But not all information we need and use comes via our own senses. Much of it comes from the senses of others. We call this “testimonial evidence.” We have parents, teachers, professors, pastors, friends… but we also have street signs, the internet, electronically reconstituted visuals and voices on our TVs and cell phones, etc. When we limit the pathways for testimonial evidence, we limit what we can know. If a person, say, only watches their local news they might be well informed on the weather, traffic, and recipes but their knowledge of Europe’s financial woes will be nonexistent. If you only read the classics of literature, you won’t know much about Harry Potter or The Hunger Games. And every one of us has to make decisions like this: how much can we take in and from what source? This is why footnotes and bibliographies are so very important. And they are nonexistent in most New Atheists’ books. We cannot follow their assertions to a footnote, to a paper or book or lecture, and find out if there is an argument supporting their assertion. It is merely a naked statement, made forcibly, that we are to accept because of the social/educational power of the one who made it.

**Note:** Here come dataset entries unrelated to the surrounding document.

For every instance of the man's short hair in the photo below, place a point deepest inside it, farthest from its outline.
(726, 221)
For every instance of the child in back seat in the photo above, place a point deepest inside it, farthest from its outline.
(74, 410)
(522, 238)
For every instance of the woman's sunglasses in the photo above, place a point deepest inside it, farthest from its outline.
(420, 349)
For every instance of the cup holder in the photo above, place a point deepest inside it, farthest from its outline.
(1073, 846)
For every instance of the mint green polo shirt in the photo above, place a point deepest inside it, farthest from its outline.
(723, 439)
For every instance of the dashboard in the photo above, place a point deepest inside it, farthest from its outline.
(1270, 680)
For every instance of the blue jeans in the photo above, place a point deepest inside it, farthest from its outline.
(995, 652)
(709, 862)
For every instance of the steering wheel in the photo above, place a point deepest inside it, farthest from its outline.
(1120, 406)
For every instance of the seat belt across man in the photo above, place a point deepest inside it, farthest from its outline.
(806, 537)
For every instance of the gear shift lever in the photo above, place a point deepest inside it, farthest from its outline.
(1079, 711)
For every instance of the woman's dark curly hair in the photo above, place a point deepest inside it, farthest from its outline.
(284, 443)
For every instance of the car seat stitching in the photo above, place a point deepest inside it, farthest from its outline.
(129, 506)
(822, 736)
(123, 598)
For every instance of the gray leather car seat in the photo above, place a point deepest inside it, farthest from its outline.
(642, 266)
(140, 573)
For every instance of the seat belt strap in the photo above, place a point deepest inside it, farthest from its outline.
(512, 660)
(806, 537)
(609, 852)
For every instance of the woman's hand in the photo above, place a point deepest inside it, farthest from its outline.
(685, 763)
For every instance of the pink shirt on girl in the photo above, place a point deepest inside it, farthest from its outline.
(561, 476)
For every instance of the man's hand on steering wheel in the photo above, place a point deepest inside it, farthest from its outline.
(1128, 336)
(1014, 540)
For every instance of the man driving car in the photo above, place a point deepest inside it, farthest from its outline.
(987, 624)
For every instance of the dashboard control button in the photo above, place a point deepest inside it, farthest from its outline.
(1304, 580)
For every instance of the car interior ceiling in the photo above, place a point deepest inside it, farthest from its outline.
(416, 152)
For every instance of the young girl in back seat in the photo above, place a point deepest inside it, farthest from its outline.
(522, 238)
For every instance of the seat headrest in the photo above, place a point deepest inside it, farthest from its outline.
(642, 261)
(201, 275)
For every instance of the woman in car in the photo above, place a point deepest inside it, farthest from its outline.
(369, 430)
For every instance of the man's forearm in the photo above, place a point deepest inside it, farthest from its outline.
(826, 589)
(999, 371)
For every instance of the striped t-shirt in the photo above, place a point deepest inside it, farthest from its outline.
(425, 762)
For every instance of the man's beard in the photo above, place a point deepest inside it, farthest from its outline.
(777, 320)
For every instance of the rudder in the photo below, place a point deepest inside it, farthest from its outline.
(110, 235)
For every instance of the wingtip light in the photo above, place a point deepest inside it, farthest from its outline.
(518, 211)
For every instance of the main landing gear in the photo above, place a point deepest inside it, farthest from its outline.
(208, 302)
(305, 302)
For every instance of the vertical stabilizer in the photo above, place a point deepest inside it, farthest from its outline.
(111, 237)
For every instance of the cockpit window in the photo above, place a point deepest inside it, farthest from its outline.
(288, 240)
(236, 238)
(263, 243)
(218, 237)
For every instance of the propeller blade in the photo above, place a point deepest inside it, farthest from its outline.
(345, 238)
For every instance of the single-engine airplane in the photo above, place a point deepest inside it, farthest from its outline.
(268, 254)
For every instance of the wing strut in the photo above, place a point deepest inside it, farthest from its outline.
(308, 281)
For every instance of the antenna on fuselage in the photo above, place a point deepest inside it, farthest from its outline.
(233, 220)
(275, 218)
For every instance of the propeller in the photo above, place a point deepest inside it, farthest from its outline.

Dawkins loves to say that he did not get “where I am from reading a holy book.” Okay – I get that. However, he never tells us how he got where he is. He didn’t get there alone. He read something, listened to someone, and was influenced by this or that group… but they are not mentioned and there are no footnotes for the reader to trace that for themselves. The fact is that Dawkins got where he is by looking at pictures of fossils he has never seen for himself taken by people he has never met and explained and described by people he doesn’t know. He assumes all those people exist but he has no empirical proof of even that rudimentary fact. You see, even scientific fact is taken on faith – informed faith, the same kind Christians have.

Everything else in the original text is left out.